A pledge to convert ‘up to 1,000’ schools is as irrational as it is impractical. Head teachers are already in short supply, so the promise to sack more of them will simply exacerbate the problem. Where does Nicky Morgan imagine that new teachers and heads will come from?

Nicky Morgan justifies this extended and accelerated privatisation of our school system by claiming that the government cares about standards. Yet there is now a mountain of evidence which shows that there is no ‘academy effect’ on standards in schools. Indeed, research by the Sutton Trust concluded that the very poor results of some academy chains – both for pupils generally and for the disadvantaged pupils they were particularly envisaged to support – comprised ‘a clear and urgent problem’.

Not only that but today’s education and adoption bill seeks to target primary schools in its attack on 1,000 schools deemed to be ‘failing’ or ‘coasting’. This is despite there being no evidence-base whatsoever supporting the idea that academy status is a positive good in the primary sector.

Even the Commons Education Select Committee agrees that ‘there is no convincing evidence’ on the effectiveness of the programme. Indeed, the Local Schools Network argues that there is in fact a negative impact.

There are well over 100 academies deemed ‘inadequate’ by Ofsted – some 4.4% of those already in existence, according to April 2015 figures. This compares to less than 1.8% of community schools. A change in structure is not axiomatically the path to school improvement. It is irresponsible to tell parents otherwise.

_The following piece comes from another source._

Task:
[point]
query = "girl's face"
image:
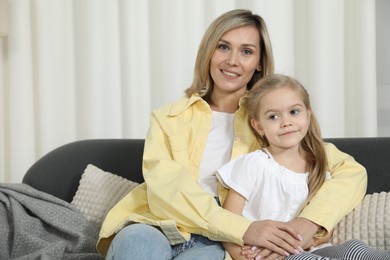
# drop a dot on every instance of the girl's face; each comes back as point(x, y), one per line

In 2010, the coalition government railroaded through its Academies Act with the minimum of consultation, and with a haste comparable to the Dangerous Dogs Act. The Academies Act made it impossible for new schools to be built unless they were academies or free schools. The promise was that free schools would be parent-led but in reality are predominantly the preserve of academy chains.

The coalition government was not shy about forcing and coercing schools towards academisation. Today, the Department for Education has even sought to further smear Downhills Primary, a school which was targeted for conversion despite the fact that it was improving and a poll of parents showed that 94% wanted it to remain a community school.

The Academies Act was driven by ideology, not evidence, and today’s Education and Adoption Bill builds on this by removing opportunities for consultation and legal challenges on academisation.

This is symptomatic of a government which is increasingly hostile to people’s democratic right to challenge decisions made in Westminster. For further evidence witness the attacks on legal aid, judicial review and the latest threat to the Human Rights Act.

Now Nicky Morgan seeks not just to ignore dissent, but to silence it altogether. This is an attack on parents and teachers as well as elected local councillors and the communities which schools serve. This is a threat to democracy which will be strongly opposed by campaigners.